That’s good news and bad news, depending on your perspective. Stocked fish are planted in the lake and in pens with the intent of imprinting those fish to specific waters. When the Niagara River, Wilson, Olcott, Oak Orchard (and on down the line) receive their salmon, those are the only ones that will return in the fall. All of those naturally born fish from the Salmon River will return to the river from which they came. That’s the way nature intended it.
To add to the confusion, lake managers don’t know how many predators are in the lake. They don’t know what survival rate they are getting from the fish that are stocked or the fish that are naturally added to the system. They do know that fish raised in pens through the efforts of angler groups survive better than 2 to 1 when compared with direct stocks from the hatchery.
In 2018, the decision was made to once again reduce Chinook salmon and lake trout stocking numbers by 20 percent. It was based on science, from information collected in concert with DEC, USGS and OMNRF. The trawl numbers were down and the two-year gap of the 2013 and 2014 classes continued as they analyzed the data. Those numbers will continue to decrease with each passing year. Bear in mind that Chinook salmon, especially the adults, will specifically target adult alewives. A healthy alewife population may have as many as 8- or 9-year classes in a system. We may be down to 6 or 7 heading into 2019.
As we approach 2019, the announcement at the meetings was a 40 percent reduction in salmon stockings and a 20 percent reduction in lake trout plants.
“We are managing the lake for the long term,” Hurst said.

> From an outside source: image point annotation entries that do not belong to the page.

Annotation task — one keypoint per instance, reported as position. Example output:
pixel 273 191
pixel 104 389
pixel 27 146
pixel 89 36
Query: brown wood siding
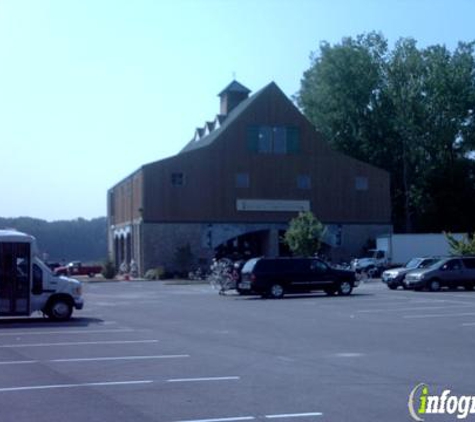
pixel 209 193
pixel 127 198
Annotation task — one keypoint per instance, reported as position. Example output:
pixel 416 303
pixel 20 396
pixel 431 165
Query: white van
pixel 28 285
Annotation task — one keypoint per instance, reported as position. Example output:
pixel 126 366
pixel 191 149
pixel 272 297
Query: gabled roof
pixel 235 86
pixel 230 118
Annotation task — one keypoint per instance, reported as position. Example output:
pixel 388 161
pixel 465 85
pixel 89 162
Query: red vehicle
pixel 77 268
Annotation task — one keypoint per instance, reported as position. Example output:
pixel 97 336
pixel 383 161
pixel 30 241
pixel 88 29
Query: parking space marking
pixel 294 415
pixel 107 384
pixel 251 418
pixel 420 308
pixel 237 418
pixel 78 343
pixel 121 358
pixel 99 359
pixel 63 331
pixel 87 384
pixel 231 378
pixel 438 315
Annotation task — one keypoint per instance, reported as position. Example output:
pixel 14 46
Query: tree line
pixel 79 239
pixel 407 110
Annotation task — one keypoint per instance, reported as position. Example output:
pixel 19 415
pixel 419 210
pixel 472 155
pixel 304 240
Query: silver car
pixel 395 277
pixel 449 272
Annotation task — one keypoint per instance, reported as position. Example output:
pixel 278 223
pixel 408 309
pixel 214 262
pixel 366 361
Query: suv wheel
pixel 469 286
pixel 434 285
pixel 276 291
pixel 345 288
pixel 330 291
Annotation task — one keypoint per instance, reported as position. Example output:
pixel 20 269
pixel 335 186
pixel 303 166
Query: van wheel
pixel 434 285
pixel 60 310
pixel 345 288
pixel 276 291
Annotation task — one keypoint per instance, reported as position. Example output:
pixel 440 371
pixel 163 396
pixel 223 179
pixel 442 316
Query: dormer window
pixel 273 139
pixel 177 179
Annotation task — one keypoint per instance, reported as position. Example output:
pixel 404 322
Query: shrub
pixel 304 235
pixel 108 270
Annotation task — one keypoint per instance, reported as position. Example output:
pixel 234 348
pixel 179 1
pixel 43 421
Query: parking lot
pixel 146 351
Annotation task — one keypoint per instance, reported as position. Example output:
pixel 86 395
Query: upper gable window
pixel 242 180
pixel 273 139
pixel 361 183
pixel 177 179
pixel 303 181
pixel 264 145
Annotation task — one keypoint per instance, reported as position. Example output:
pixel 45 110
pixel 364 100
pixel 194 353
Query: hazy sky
pixel 92 89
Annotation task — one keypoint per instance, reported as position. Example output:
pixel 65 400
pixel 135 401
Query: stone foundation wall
pixel 159 242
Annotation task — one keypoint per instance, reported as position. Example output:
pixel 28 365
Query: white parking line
pixel 103 384
pixel 77 343
pixel 294 415
pixel 250 418
pixel 36 333
pixel 420 308
pixel 112 358
pixel 88 384
pixel 237 418
pixel 438 315
pixel 121 358
pixel 204 379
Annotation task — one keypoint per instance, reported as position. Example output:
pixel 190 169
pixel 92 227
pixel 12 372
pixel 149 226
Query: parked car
pixel 448 272
pixel 274 277
pixel 394 277
pixel 75 268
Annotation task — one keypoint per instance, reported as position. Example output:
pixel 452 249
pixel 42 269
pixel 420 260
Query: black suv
pixel 273 277
pixel 449 272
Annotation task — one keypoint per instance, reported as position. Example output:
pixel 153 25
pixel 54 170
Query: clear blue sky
pixel 92 89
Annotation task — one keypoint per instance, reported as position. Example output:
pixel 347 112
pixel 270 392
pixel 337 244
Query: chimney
pixel 232 96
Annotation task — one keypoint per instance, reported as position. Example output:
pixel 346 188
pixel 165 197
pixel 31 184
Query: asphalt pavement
pixel 147 351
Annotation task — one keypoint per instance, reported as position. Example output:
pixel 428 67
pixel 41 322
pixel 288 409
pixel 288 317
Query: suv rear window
pixel 469 263
pixel 249 265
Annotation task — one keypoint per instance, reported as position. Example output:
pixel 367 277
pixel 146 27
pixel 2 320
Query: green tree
pixel 464 246
pixel 304 235
pixel 407 110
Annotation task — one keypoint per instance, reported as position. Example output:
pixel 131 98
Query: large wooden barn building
pixel 238 182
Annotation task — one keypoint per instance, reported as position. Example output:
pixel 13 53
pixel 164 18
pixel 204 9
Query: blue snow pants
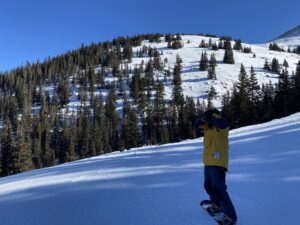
pixel 215 186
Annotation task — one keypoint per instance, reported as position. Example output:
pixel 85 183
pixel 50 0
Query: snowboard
pixel 216 213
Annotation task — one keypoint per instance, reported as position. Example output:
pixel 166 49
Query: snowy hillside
pixel 194 82
pixel 163 185
pixel 291 39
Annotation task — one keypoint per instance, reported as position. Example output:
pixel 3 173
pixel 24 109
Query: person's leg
pixel 218 190
pixel 208 184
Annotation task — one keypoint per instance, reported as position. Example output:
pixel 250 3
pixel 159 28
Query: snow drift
pixel 163 184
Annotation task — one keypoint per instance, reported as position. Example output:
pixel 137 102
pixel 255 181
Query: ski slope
pixel 163 185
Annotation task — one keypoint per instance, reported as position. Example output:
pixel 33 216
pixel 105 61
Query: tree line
pixel 40 128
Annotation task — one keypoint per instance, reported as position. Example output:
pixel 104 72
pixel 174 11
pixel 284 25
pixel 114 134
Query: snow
pixel 163 184
pixel 194 82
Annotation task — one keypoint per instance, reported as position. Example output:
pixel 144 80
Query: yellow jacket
pixel 216 147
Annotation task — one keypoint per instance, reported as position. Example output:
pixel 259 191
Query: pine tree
pixel 213 61
pixel 275 67
pixel 238 45
pixel 254 95
pixel 9 153
pixel 240 98
pixel 159 113
pixel 177 95
pixel 285 63
pixel 267 65
pixel 228 56
pixel 203 65
pixel 211 72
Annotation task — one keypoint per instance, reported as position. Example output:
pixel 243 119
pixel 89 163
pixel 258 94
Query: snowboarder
pixel 215 158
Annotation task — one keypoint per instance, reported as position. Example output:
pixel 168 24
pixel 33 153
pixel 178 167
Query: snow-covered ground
pixel 194 82
pixel 163 185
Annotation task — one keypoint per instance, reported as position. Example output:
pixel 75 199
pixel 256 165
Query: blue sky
pixel 35 29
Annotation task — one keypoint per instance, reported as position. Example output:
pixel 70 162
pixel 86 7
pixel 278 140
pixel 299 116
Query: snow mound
pixel 163 184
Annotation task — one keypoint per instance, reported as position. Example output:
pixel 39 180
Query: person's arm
pixel 219 122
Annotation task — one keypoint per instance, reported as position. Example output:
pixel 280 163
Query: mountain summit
pixel 295 32
pixel 289 39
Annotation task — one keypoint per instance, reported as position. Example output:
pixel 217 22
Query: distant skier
pixel 215 158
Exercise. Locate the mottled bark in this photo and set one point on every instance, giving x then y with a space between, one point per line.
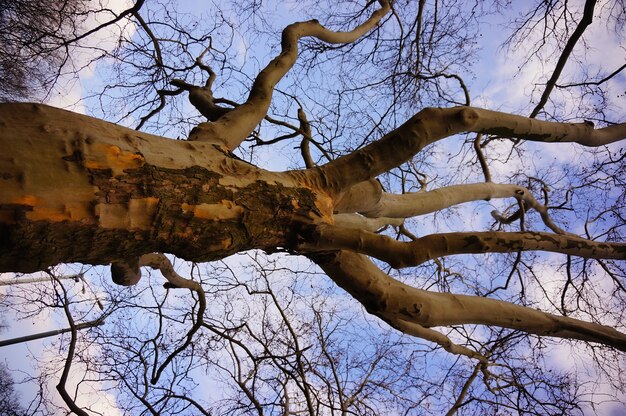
77 189
394 301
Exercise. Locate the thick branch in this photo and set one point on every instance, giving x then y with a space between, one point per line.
235 126
406 254
392 300
420 203
359 222
433 124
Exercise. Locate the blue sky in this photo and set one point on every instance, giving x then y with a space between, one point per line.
497 85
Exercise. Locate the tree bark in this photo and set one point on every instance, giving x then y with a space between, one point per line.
77 189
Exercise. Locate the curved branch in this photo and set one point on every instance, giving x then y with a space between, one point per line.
433 124
233 128
585 21
400 254
420 203
392 300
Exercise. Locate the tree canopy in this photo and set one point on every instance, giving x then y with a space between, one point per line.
383 207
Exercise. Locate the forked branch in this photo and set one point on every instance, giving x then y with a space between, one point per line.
433 124
400 254
392 300
235 126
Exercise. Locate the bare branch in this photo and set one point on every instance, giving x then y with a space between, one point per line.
433 124
406 254
585 21
390 300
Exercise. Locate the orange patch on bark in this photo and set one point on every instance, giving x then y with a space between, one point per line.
114 158
223 210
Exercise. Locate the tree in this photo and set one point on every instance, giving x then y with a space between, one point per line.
93 192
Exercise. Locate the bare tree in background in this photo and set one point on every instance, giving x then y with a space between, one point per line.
372 203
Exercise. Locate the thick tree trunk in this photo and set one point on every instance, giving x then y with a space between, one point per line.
77 189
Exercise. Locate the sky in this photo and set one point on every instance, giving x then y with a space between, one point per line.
498 84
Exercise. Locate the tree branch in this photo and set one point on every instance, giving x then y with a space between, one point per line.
585 21
433 124
401 254
233 128
391 300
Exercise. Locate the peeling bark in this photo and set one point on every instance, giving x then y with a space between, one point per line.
392 300
76 189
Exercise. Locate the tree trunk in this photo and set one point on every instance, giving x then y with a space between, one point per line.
77 189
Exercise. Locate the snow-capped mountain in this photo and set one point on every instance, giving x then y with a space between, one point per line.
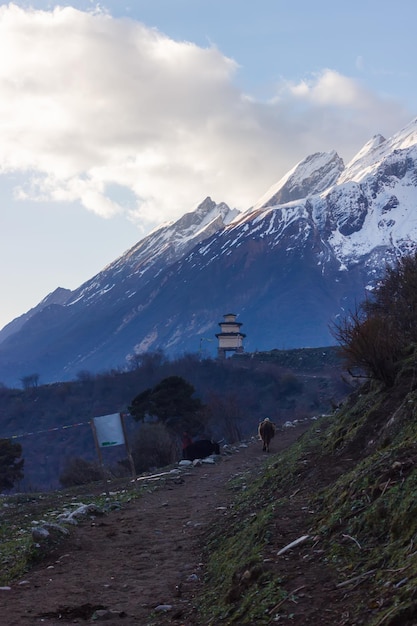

“We are anticipating a future event in the lake,” said Steve LaPan, Great Lake Unit Leader for the DEC. “If you want to maintain a good salmon fishery, it must be managed accordingly. The salmon stocking reductions are timed so that when we hit the ‘pot hole,’ there will not be as much of a demand for forage.”
Not everyone agreed with the assessment and the plan being put forward. The Eastern Lake Ontario Salmon and Trout Association was opposed, as well as a group from Fairhaven. Many charter captains were against any further stocking cuts and felt that the forage base was under assessed.
Joe Yaeger, president of the Lake Ontario Trout and Salmon Association, said this of the information presented by DEC:
“If the sizes of the alewives are down, the caloric value is less. This means that the salmon will need to eat more to maintain the same growth rates. We noticed that salmon were smaller this year in size so that makes sense. The salmon were also very hungry in the lake this year, leading to a record catch. However, it shouldn't be just the salmon taking the huge hit. Steelhead are huge consumers of smaller alewives. We should look at cutting all species. And because we have very little natural reproduction in the western end of the lake, do not cut salmon as much if at all in the west.”
Starting in 2019, DEC and OMNRF will clip every salmon that is stocked on both sides of the lake. This will help give them a better handle on natural reproduction. Remember that it is a bi-national effort and no announcement has yet been made on what’s happening across the border. On the New York side, more than 2.7 million salmon and trout will be stocked in the lake in 2019. Of that total, there will be 1,057,000 Chinook salmon. When you factor in that more than half of those fish will be held in pens, increasing their survival rate, and that we will still receive plenty of natural reproduction, the Lake Ontario king salmon fishery will be good to very good for years to come.
Just how good will be up to Mother Nature.